Dealers in India, the world's second-largest consumer of the metal, were charging a premium of up to $1 an ounce this week over official domestic prices, compared to a discount of up to $4 last week. The domestic price includes a 10 percent import tax.
"Cash supply is improving. Consumers are making purchases for weddings," said Harshad Ajmera, the proprietor of JJ Gold House, a wholesaler in the eastern Indian city of Kolkata.
In November, Prime Minister Narendra Modi scrapped 500- and 1,000-rupee banknotes, or 86 percent of the value of cash in circulation, as part of a crackdown on corruption, tax evasion and militant financing.
"Banks and other agencies have reduced imports in the last few weeks.

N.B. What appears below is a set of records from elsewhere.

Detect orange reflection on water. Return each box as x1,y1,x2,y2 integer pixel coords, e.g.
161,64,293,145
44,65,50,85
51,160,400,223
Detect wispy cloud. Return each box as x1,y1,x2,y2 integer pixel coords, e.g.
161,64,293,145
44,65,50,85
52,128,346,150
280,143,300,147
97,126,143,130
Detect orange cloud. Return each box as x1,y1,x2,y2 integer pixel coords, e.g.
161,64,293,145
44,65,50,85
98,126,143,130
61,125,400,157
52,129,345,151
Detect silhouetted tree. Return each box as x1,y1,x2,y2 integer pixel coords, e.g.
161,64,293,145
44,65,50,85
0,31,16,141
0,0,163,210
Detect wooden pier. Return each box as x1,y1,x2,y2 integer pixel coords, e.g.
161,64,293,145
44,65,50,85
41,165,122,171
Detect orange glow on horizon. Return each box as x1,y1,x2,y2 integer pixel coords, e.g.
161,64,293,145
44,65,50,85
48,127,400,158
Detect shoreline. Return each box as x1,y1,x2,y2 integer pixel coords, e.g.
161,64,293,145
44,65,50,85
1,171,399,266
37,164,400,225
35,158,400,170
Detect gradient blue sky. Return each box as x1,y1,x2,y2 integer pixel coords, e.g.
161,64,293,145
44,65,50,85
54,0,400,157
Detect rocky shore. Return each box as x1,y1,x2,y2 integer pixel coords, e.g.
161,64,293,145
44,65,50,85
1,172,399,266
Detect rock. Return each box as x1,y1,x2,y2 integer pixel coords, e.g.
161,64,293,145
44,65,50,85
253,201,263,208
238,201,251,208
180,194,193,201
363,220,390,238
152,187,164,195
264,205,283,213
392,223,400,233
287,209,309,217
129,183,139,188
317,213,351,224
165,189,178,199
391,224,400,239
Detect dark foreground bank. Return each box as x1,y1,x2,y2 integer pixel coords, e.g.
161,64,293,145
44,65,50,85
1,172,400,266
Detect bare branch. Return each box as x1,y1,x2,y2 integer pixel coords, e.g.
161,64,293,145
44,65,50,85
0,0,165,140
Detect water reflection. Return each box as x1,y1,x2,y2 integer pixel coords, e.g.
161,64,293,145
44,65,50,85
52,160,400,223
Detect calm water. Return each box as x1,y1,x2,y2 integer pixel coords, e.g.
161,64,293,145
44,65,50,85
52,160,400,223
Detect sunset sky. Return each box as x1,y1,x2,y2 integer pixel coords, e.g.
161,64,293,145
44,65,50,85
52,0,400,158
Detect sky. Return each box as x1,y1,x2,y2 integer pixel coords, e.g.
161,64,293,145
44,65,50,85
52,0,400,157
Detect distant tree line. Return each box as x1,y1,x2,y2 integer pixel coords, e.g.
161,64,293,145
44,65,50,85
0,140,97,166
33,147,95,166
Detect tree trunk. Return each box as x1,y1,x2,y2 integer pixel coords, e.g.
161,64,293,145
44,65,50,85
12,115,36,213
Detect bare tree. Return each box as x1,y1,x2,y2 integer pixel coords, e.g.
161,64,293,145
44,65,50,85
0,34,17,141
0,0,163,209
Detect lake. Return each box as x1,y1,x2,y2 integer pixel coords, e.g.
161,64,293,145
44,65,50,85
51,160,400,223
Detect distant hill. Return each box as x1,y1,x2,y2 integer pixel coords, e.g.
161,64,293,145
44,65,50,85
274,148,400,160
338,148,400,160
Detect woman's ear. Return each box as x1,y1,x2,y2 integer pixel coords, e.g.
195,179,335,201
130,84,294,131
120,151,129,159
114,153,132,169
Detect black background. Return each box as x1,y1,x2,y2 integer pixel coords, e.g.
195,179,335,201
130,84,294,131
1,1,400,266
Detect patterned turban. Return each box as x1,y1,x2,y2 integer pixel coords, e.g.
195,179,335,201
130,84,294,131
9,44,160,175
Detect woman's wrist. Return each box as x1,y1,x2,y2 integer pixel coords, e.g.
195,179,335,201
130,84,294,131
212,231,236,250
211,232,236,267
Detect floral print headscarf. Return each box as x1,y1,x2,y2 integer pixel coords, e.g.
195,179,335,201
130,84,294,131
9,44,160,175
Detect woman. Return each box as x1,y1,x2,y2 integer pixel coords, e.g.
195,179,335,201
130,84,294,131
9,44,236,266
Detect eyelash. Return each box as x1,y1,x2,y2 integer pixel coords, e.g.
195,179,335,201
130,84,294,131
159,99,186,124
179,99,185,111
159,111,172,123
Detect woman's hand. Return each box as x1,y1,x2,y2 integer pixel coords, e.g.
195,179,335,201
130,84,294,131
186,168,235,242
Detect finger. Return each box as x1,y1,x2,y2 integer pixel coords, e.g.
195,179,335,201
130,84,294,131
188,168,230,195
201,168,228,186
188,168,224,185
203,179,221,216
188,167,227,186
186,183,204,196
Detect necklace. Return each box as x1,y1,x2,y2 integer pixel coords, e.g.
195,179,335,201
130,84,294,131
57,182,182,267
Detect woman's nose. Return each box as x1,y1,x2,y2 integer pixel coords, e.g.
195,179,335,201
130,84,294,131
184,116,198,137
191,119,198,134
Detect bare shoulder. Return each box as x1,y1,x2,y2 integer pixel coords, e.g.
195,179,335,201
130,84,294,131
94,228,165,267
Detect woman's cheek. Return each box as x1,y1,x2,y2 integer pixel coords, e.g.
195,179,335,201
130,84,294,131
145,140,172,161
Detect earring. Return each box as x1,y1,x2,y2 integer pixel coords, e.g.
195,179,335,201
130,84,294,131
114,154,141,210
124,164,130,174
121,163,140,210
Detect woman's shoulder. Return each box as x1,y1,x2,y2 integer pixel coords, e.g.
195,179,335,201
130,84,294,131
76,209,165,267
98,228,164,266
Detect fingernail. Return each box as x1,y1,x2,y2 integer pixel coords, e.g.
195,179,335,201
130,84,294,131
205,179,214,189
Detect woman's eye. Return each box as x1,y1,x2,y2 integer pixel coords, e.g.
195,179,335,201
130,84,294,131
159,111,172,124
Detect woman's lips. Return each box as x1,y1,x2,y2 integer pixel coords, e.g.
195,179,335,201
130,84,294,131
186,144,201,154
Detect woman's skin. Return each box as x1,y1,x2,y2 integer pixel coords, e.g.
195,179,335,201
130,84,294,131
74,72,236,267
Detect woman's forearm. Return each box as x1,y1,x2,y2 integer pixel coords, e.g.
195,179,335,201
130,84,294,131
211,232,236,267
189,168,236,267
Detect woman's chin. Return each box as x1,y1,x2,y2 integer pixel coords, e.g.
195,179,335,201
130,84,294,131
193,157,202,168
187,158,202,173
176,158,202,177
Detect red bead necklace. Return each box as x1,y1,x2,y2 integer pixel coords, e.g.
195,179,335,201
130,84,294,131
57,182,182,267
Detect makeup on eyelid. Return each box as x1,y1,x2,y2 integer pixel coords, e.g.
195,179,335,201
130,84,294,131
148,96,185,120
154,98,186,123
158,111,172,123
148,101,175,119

That's why despite moderate demand they could charge a nominal premium this week," said a Mumbai-based dealer with a private bank.
Gold imports in December fell 71 percent from a year ago to 31 tonnes as the cash crunch squeezed demand, said Sudheesh Nambiath, a senior analyst at GFMS, a division of Thomson Reuters.
In China, the world's top gold consumer, gold was sold at a premium of between $17 and $20 an ounce to the global benchmark, against a $20 to $22 premium in the previous week.
Traders are expecting a seasonally strong demand for yellow metal in China due to the upcoming Lunar New Year.
Gold on Friday slipped from the one-month high touched in the previous session on a surge in dollar, although bullion was on track to end the week about 2 percent higher.
Among other gold trading centres, bullion was sold at a premium of $1.40 an ounce in Hong Kong and Singapore, nearly unchanged from last week.
Prices in Tokyo, however, were at a discount of $1 per ounce this week.